Machine learning technique models quantum devices 

A new algorithm developed by researchers at the University of Tokyo enables efficient and accurate verification of quantum devices. 

Technologies that utilise quantum mechanical behaviours – such as devices that use quantum information as input and output data – are likely to have more mainstream applications in the near future.  

These quantum devices necessitate careful verification as a result of inherent uncertainties. This is because the verification process proves more difficult if the device is time dependent when the output depends on past inputs.  

Verifying time-dependent quantum devices 

Now, for the first time, researchers have used machine learning to significantly enhance the efficiency of verification for time-dependent quantum devices by integrating a certain memory effect present in these systems.  

While quantum computers are of significant interest to the scientific community, these fascinating machines are still in their infancy. However, a quantum internet may be more realisable. This would provide important security advantages over the current internet. However, this would rely on technologies that are currently not used outside of a lab setting.  
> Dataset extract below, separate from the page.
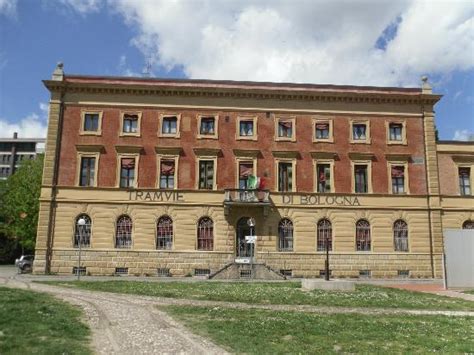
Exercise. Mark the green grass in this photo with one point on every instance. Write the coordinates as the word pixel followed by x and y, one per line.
pixel 277 293
pixel 269 332
pixel 36 323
While many tenets of the devices that can build our quantum internet may have been worked out, there are many engineering challenges that need to be considered in order to recognise these as products. However, there is a lot of research underway to develop tools for the design of quantum devices. 

Postdoctoral researcher Quoc Hoan Tran and Associate Professor Kohei Nakajima from the Graduate School of Information Science and Technology at the University of Tokyo have established such a tool, which they believe could make verifying the behaviour of quantum devices a more effective and accurate undertaking than it is at present.  

Machine learning tool 

The tool they have developed is an algorithm that can restructure the workings of a time-dependent quantum device by studying the relationship between the quantum inputs and outputs. This method is commonplace when investigating a classical physical system, but quantum information is more difficult to store, which usually makes it impossible. 
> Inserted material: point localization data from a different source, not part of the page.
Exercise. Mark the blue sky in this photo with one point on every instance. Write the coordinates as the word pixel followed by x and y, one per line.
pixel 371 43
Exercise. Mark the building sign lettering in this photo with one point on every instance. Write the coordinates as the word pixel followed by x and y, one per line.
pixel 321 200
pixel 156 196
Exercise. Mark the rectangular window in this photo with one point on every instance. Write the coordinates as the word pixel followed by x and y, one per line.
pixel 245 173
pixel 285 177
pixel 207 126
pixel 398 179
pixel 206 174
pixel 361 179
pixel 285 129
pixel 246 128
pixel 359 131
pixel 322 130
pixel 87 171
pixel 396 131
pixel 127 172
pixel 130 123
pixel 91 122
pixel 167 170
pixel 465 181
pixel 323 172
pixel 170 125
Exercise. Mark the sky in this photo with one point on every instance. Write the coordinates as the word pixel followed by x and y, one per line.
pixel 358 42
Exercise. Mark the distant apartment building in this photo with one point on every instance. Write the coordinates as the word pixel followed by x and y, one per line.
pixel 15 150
“The technique to describe a quantum system based on its inputs and outputs is called quantum process tomography,” explained Tran. “However, many researchers now report that their quantum systems exhibit some kind of memory effect where present states are affected by previous ones. This means that a simple inspection of input and output states cannot describe the time-dependent nature of the system. You could model the system repeatedly after every change in time, but this would be extremely computationally inefficient. Our aim was to embrace this memory effect and use it to our advantage rather than use brute force to overcome it.” 
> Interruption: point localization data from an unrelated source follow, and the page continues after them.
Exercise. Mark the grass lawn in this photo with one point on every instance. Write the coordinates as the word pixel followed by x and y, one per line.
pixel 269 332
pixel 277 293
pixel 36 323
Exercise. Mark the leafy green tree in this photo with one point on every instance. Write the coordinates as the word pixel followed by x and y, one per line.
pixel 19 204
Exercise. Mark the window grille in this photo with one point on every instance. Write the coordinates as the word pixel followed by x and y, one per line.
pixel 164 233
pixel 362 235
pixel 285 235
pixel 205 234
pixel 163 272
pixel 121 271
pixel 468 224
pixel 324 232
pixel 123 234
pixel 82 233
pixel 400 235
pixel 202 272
Tran and Nakajima turned to machine learning and a method known as quantum reservoir computing to develop their novel algorithm. This learns patterns of inputs and outputs that change over time in a quantum system and efficiently predicts how these patterns will change, even in situations the algorithm has not yet witnessed.  

As it does not need to know the inner workings of a quantum system as a more empirical method might, but only the inputs and outputs, the researchers’ algorithm can be simpler and generate results faster as well. 

“At present, our algorithm can emulate a certain kind of quantum system, but hypothetical devices may vary widely in their processing ability and have different memory effects. So the next stage of research will be to broaden the capabilities of our algorithms, essentially making something more general purpose and thus more useful,” added Tran. “I am excited by what quantum machine learning methods could do, by the hypothetical devices they might lead to.”